Lewiston and Youngstown are teaming up to renew efforts to turn the Lower Niagara River area into an even more attractive destination.
The two villages and the surrounding Towns of Lewiston and Porter are funding a new Chamber of Commerce, which, Lewiston Mayor Richard F. Soluri said, officially will be announced at a Dec. 9 news conference.
The Niagara County Industrial Development Agency, meanwhile, is paying for a consultant's study of increasing tourism and commercial development in the Lewiston-Youngstown corridor.
The new Lewiston-Youngstown organization, growing out of the Greater Lewiston Business and Professional Association, will be called the Lower Niagara River Chamber of Commerce.
"It's just a natural thing.
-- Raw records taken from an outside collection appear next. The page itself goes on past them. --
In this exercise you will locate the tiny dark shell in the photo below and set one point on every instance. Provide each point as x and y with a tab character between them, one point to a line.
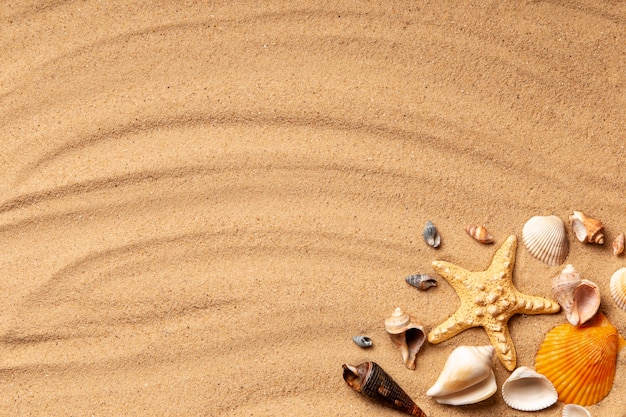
362	341
431	235
421	281
370	379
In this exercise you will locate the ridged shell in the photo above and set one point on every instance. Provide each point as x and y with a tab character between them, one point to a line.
546	239
467	377
575	410
527	390
362	341
431	235
618	287
618	244
370	379
479	233
407	333
421	281
580	361
587	229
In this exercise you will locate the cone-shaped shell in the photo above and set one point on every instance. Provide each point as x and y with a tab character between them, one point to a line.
587	229
479	233
370	379
580	361
545	239
466	378
407	333
618	287
527	390
431	235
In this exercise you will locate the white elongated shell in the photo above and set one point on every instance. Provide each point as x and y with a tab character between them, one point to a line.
467	377
546	239
575	410
618	287
527	390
We have a lot in common in many ways," Soluri said.
Youngstown Mayor Neil C. Riordan agreed.
"We felt we had a certain significance of our own," Riordan said. "We didn't think the Niagara USA Chamber addressed our needs."
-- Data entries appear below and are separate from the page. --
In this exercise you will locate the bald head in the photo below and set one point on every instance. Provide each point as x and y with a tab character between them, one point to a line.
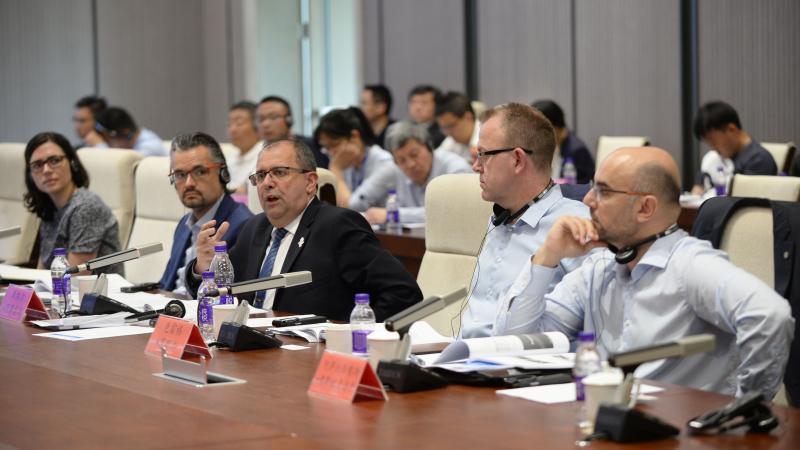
650	169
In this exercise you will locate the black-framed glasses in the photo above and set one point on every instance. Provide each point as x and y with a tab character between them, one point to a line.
276	173
52	162
600	191
482	155
197	172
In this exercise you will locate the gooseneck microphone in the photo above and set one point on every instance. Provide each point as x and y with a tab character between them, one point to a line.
118	257
627	254
174	308
263	284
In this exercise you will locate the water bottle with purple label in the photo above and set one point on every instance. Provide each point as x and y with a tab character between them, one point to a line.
205	309
362	323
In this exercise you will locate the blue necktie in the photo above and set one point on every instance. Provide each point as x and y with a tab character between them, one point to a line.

The countywide Chamber of Commerce has drawn its share of criticism, especially from members outside Niagara Falls, for, as Riordan said, being "oriented south." Critics also are wary of an emphasis on regional linkups with Buffalo-based organizations such as the Buffalo Niagara Partnership.
Lewiston Supervisor Fred M. Newlin II said he doesn't consider the new Chamber an expression of dissatisfaction with Niagara USA.
"We want to complement the Niagara USA Chamber," he said. "You can't see the Falls from Lewiston or Porter, and you can't take a jet boat ride from Niagara Falls," Newlin said.
Kelly Brannen, chief executive officer of Niacet Corp. in Niagara Falls and chairman of the Niagara USA Chamber board, defended his organization.
"There have always been small business organizations in Niagara County that focus on very local, street-level issues," he said. "The Niagara USA Chamber is different in that it is made up of businesses from all part of the community and represents almost every major employer in Niagara County. Our goal is improving the regional business climate and we are happy to work with any other organization that wants to joins with us."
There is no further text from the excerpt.